Anglers in North Carolina and Virginia who are looking for privacy at good fishing spots should head for the mountains, according to a Virginia Tech study of freshwater recreational fishing sites in the two states.

“While there are good rivers and lakes close to the big cities, there is the potential for them to be overcrowded,” said Professor Paul Angermeier. “Ecological degradation can be avoided by enhancing crowd management, improving habitat quality, or revising advertisements to attract anglers to fishing spots that are more likely to be sustainable.”

“Our objective was to map a cultural ecosystem service by identifying the key features that influence anglers’ enjoyment, such as environmental quality, accessibility, and fish abundance,” said Research Scientist Amy Villamagna. The team’s study appears in the journal Ecological Indicators.

Freshwater recreational fishing generates income, jobs, and funding for conservation.
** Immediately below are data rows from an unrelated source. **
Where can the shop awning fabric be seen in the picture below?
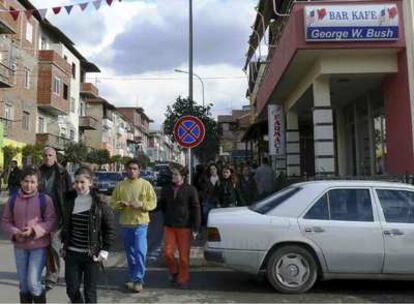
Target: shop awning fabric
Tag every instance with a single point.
(255, 131)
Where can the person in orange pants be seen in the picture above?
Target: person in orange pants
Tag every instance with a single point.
(182, 218)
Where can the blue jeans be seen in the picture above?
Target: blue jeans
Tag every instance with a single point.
(135, 243)
(30, 264)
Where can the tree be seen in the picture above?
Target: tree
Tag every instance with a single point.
(32, 154)
(75, 153)
(209, 148)
(8, 153)
(99, 157)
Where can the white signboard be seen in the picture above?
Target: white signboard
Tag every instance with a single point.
(276, 119)
(378, 22)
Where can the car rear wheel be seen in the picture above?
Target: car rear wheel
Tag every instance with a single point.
(292, 269)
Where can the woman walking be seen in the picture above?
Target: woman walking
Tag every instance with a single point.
(88, 233)
(28, 219)
(229, 195)
(181, 208)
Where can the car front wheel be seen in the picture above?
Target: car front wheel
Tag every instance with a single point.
(292, 269)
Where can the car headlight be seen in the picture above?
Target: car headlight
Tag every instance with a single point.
(213, 234)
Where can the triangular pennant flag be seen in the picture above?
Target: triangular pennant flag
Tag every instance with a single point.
(83, 5)
(42, 12)
(68, 8)
(29, 14)
(97, 4)
(56, 10)
(15, 14)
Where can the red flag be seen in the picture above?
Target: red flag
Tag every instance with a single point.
(56, 10)
(15, 14)
(68, 8)
(83, 6)
(29, 14)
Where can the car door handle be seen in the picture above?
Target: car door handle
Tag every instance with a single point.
(314, 229)
(393, 232)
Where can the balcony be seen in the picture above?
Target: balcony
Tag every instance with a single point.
(52, 140)
(6, 76)
(88, 123)
(107, 123)
(89, 90)
(53, 58)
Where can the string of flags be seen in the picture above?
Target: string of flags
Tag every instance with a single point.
(57, 9)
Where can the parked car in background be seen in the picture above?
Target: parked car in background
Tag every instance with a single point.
(106, 181)
(319, 230)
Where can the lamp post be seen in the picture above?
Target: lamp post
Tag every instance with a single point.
(195, 75)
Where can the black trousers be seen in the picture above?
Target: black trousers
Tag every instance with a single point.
(78, 265)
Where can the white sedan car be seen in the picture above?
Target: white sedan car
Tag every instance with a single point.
(321, 229)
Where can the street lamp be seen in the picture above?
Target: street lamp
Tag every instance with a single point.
(195, 75)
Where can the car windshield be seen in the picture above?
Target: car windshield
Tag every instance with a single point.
(271, 202)
(107, 176)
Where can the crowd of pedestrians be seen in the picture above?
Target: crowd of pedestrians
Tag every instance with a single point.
(48, 217)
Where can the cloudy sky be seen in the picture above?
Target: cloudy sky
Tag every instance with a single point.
(138, 43)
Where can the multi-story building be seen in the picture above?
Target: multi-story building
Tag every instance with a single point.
(232, 128)
(343, 98)
(18, 76)
(102, 135)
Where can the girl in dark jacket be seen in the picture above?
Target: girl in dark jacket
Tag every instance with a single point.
(87, 234)
(182, 219)
(229, 195)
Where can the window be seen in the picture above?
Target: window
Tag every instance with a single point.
(26, 120)
(65, 91)
(26, 79)
(73, 70)
(343, 205)
(397, 205)
(319, 210)
(41, 125)
(29, 32)
(269, 203)
(72, 134)
(72, 105)
(56, 85)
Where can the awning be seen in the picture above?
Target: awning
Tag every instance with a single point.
(256, 130)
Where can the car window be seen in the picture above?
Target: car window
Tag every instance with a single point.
(397, 205)
(350, 205)
(271, 202)
(319, 210)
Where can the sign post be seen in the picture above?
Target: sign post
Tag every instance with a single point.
(189, 132)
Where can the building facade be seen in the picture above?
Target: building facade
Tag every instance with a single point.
(346, 95)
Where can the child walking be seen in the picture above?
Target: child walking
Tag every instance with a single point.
(87, 234)
(28, 219)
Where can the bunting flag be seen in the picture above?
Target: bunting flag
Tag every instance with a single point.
(83, 6)
(68, 8)
(56, 10)
(29, 14)
(15, 14)
(97, 4)
(42, 12)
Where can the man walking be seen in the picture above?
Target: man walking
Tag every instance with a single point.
(265, 179)
(134, 197)
(55, 181)
(13, 179)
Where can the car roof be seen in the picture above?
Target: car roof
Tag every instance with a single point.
(353, 183)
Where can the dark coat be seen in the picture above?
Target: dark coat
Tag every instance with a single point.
(248, 189)
(63, 184)
(102, 230)
(182, 211)
(229, 194)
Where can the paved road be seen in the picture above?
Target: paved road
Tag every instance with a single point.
(209, 283)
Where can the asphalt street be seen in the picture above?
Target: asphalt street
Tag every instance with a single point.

Ecological properties that contribute most to fishing success are habitat quality and fish abundance, while key management factors for freshwater recreational fishing are boating access, publically accessible areas, advertised fishing spots, and game-fish stocking.

“As a cultural service, freshwater fishing would not exist without the wide array of regulating and supporting services, like water supply and purification,” Villamagna said. “We tried to capture these important background functions in a multi-indicator framework while also recognizing the social aspects that contribute to fishing for recreation.”

“The process also provides a coherent framework for evaluating other wildlife-based recreation services, such as hunting and bird watching,” said master’s student Beatriz “Tiz” Mogollon.

Read the full press release.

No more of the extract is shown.